Pourquoi l’Occident a-t-il dominé le monde pendant cinq cents ans ? Et pourquoi cette ère s’achève-t-elle ? Ce sont les questions posées dans les ouvrages des journalistes Charles C. Mann et Hervé Kempf. S’appuyant sur les travaux d’historiens comme Kenneth Pomeranz, l’Américain et le Français font une lecture écologique (au sens scientifique) de ce fait : la colonisation de l’Amérique a bouleversé le monde. D’abord sa hiérarchie, dans laquelle le Vieux Continent ne pesait guère. Contrairement à Tenochtitlan et Cuzco, capitales des empires aztèque et inca, aucune ville européenne ne figurait en 1492 dans le « top 10 » des villes les plus peuplées au monde (Pékin, en Chine, et Vijayanagar, en Inde, menaient le bal avec plus de 500 000 habitants chacune).
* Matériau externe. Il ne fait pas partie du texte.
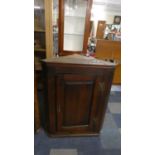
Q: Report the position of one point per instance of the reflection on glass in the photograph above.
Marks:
(55, 26)
(74, 24)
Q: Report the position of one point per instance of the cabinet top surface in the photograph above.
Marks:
(78, 59)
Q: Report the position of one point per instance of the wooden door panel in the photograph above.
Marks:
(74, 100)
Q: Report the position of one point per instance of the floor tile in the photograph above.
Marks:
(114, 108)
(117, 119)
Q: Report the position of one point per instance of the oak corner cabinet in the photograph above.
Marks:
(76, 94)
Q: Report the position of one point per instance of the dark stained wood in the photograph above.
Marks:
(76, 97)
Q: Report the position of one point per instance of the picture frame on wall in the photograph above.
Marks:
(117, 20)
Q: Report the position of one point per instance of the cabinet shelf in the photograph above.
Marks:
(39, 49)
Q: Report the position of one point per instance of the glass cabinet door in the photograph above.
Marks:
(39, 26)
(74, 24)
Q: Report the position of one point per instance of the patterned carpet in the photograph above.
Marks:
(107, 143)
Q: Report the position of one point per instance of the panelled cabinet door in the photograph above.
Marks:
(76, 103)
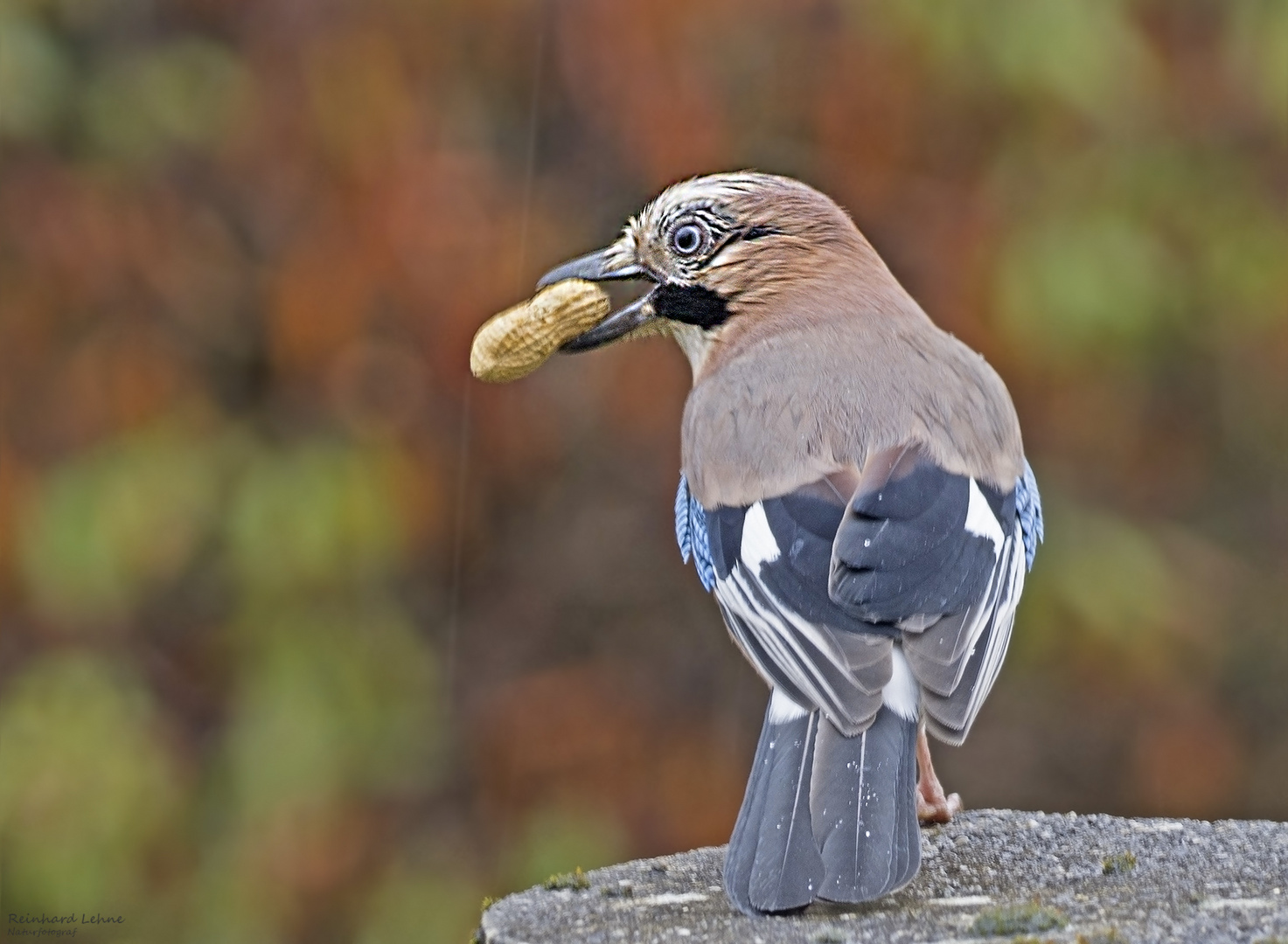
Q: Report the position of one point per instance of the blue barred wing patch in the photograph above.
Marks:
(691, 533)
(1028, 508)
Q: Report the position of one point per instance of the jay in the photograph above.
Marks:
(855, 496)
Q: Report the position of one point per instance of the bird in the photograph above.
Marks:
(855, 496)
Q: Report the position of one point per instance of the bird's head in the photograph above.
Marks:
(718, 249)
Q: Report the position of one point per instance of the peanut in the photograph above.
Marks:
(519, 339)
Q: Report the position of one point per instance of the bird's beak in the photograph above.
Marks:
(602, 267)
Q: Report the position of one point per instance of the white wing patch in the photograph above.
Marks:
(757, 540)
(980, 519)
(901, 691)
(782, 709)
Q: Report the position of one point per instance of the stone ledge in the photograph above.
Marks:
(990, 876)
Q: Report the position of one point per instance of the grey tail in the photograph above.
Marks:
(865, 808)
(773, 863)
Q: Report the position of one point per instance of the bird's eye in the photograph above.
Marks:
(686, 239)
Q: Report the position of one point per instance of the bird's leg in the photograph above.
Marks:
(933, 807)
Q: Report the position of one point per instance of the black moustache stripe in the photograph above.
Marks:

S’il n’avait mis fin à ses expéditions maritimes, l’empire du Milieu, première puissance économique et technologique de l’époque, aurait devancé Christophe Colomb. C’est donc l’Europe qui s’est appropriée l’Amérique. Le sous-sol (l’argent de Potosí, en Bolivie) et les terres du Nouveau Continent (consacrées à la culture du coton, du tabac ou de la canne à sucre) lui ont donné l’avantage commercial, puis des bras pour la Révolution industrielle.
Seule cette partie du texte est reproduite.